Revolutionary development: How AI is changing software test automation
The exponential development of software also leads to an exponential increase in complexity and costs. This can be impressively observed in the development of video games. While the development costs for GTA 5 (2013) amounted to 200 million dollars, the costs for GTA 6 (2025) have already risen to over 2 billion dollars. Obviously Moore’s Law also applies here, but in terms of costs: a doubling roughly every two years!
One of the main cost drivers is quality. Software quality is largely dependent on a good test system, which is why professional manufacturers have been setting up highly automated test factories for years.
The next revolutionary step: AI-supported test methods and software
Thanks to artificial intelligence (AI), the next revolutionary step is now imminent: autonomous, AI-driven test methods and software. AI can recognise patterns in large amounts of data and automatically generate and optimise test cases from these findings, which significantly increases efficiency and accuracy. Another area of application is automatic error detection: AI systems can recognise and identify anomalies and errors that human testers can overlook. This leads to faster and more precise troubleshooting.
More than just detection: optimization and troubleshooting with AI
However, AI test software goes beyond mere error detection. It actively helps to eliminate vulnerabilities and optimises the code through direct interventions. AI-supported test automation tools can also simulate user behaviour in order to test user-friendliness and performance under realistic conditions. Machine learning allows these systems to continuously learn and improve their testing strategies, resulting in increasingly accurate and comprehensive test coverage.
Simplified creation and maintenance of test scripts
The creation and maintenance of test scripts is also made easier by the use of AI, as intelligent algorithms can automatically make adjustments when the application changes. AI-based test software also supports performance tuning and improves documentation through professional test methods.
Deeper insights through AI-supported analysis
An evolutionary step for software development
AI in software test automation is a logical evolutionary step and will be indispensable for professional software development in just a few years. This applies not only to large software houses, but also to small companies and software projects. AI has the wonderful characteristic that it hardly needs any economies of scale to be profitable.
The need for quality assurance
Software projects often neglect the aspect of testing. However, this is urgently required for quality assurance. AI offers numerous possibilities for this.

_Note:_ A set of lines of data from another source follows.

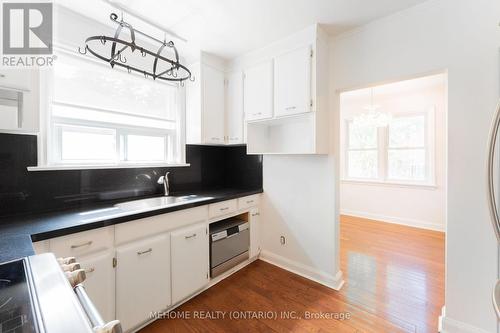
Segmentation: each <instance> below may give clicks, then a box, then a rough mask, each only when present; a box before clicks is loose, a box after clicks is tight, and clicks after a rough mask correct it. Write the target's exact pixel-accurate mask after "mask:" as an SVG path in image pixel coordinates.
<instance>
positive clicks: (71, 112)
mask: <svg viewBox="0 0 500 333" xmlns="http://www.w3.org/2000/svg"><path fill="white" fill-rule="evenodd" d="M45 76H46V80H47V82H48V84H47V86H48V87H49V88H48V91H47V96H48V100H47V103H46V104H47V111H46V124H45V127H46V142H47V149H46V156H45V160H46V163H45V164H47V165H49V166H66V165H68V166H71V165H73V166H74V165H82V166H86V165H93V166H94V165H95V166H99V165H122V166H127V165H138V164H141V165H149V164H172V165H173V164H182V163H184V146H183V142H184V139H183V136H184V133H183V132H184V131H183V128H184V127H183V112H181V110H182V107H183V105H184V103H182V96H183V92H182V90H181V88H180V87H179V86H178V85H176V84H169V83H164V82H159V81H154V80H152V79H145V78H143V77H141V76H138V75H135V74H133V73H132V74H129V73H127V72H126V71H123V70H121V69H116V68H115V69H111V68H110V67H109V66H107V65H105V64H101V63H99V62H96V61H95V60H93V59H91V58H87V57H84V56H80V55H78V54H72V53H70V52H68V53H67V52H66V51H62V50H61V51H59V52H58V53H57V60H56V62H55V65H54V67H53V69H52V70H51V71H50V72H48V73H46V74H45Z"/></svg>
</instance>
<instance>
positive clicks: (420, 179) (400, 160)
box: [388, 149, 426, 181]
mask: <svg viewBox="0 0 500 333" xmlns="http://www.w3.org/2000/svg"><path fill="white" fill-rule="evenodd" d="M388 167H389V170H388V176H389V178H390V179H396V180H412V181H423V180H425V179H426V174H425V149H397V150H391V149H389V166H388Z"/></svg>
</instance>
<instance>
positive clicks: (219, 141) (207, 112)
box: [202, 65, 225, 144]
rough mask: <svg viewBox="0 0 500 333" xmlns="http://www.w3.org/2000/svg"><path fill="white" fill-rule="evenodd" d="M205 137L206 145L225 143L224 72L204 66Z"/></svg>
mask: <svg viewBox="0 0 500 333" xmlns="http://www.w3.org/2000/svg"><path fill="white" fill-rule="evenodd" d="M202 71H203V73H202V77H203V85H204V87H203V99H204V105H203V114H202V118H203V136H204V142H205V143H215V144H223V143H224V138H225V136H224V133H225V131H224V127H225V121H224V119H225V118H224V96H225V95H224V89H225V87H224V72H222V71H219V70H217V69H215V68H212V67H210V66H206V65H205V66H203V68H202Z"/></svg>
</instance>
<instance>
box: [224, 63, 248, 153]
mask: <svg viewBox="0 0 500 333" xmlns="http://www.w3.org/2000/svg"><path fill="white" fill-rule="evenodd" d="M243 118H244V116H243V73H242V72H240V71H235V72H231V73H228V74H227V75H226V143H227V144H241V143H243V142H244V133H243V127H244V126H243Z"/></svg>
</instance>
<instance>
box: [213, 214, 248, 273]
mask: <svg viewBox="0 0 500 333" xmlns="http://www.w3.org/2000/svg"><path fill="white" fill-rule="evenodd" d="M249 248H250V230H249V223H248V222H246V221H244V220H241V219H238V218H231V219H226V220H222V221H219V222H215V223H212V224H211V225H210V276H211V277H216V276H218V275H220V274H222V273H224V272H225V271H227V270H228V269H230V268H232V267H234V266H236V265H238V264H239V263H241V262H243V261H245V260H247V259H248V258H249Z"/></svg>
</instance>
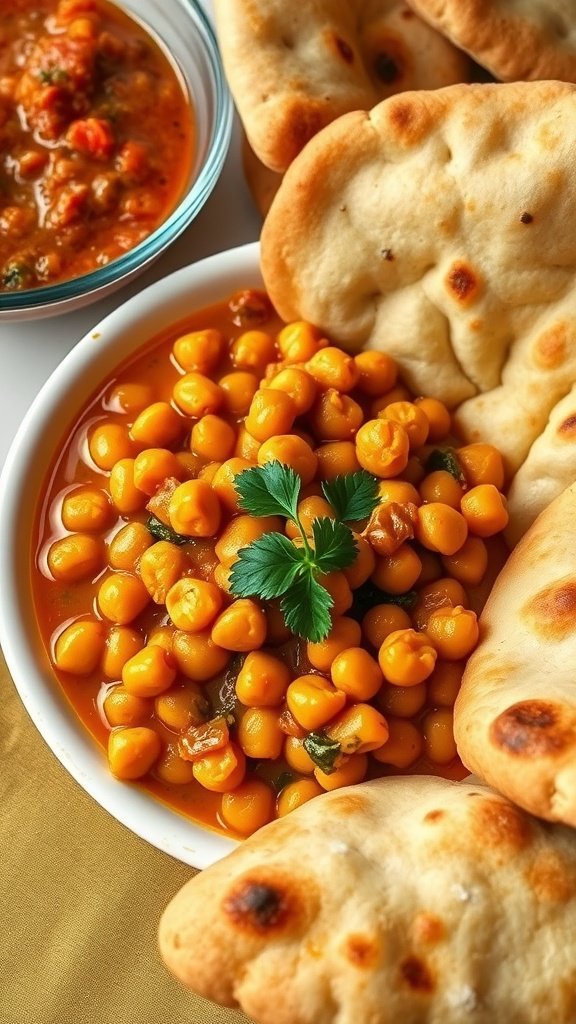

The future: convergence of AI-based code development and testing
A look into the future shows that AI-based code development and AI-based testing will converge, potentially reducing the number of coders required. Especially in areas where low-code or no-code methods are used, AI testing software will be indispensable. The designer of the software themselves will no longer be able to test their product and will be reliant on independent AI testing software, which should be built into the no/low-code tools.
Governance and Compliance
This development requires additional governance to ensure that the software meets a company’s general compliance rules and legal requirements, which are also growing exponentially. In addition, the independence of AI developers and AI testers must be guaranteed to avoid conflicts of interest.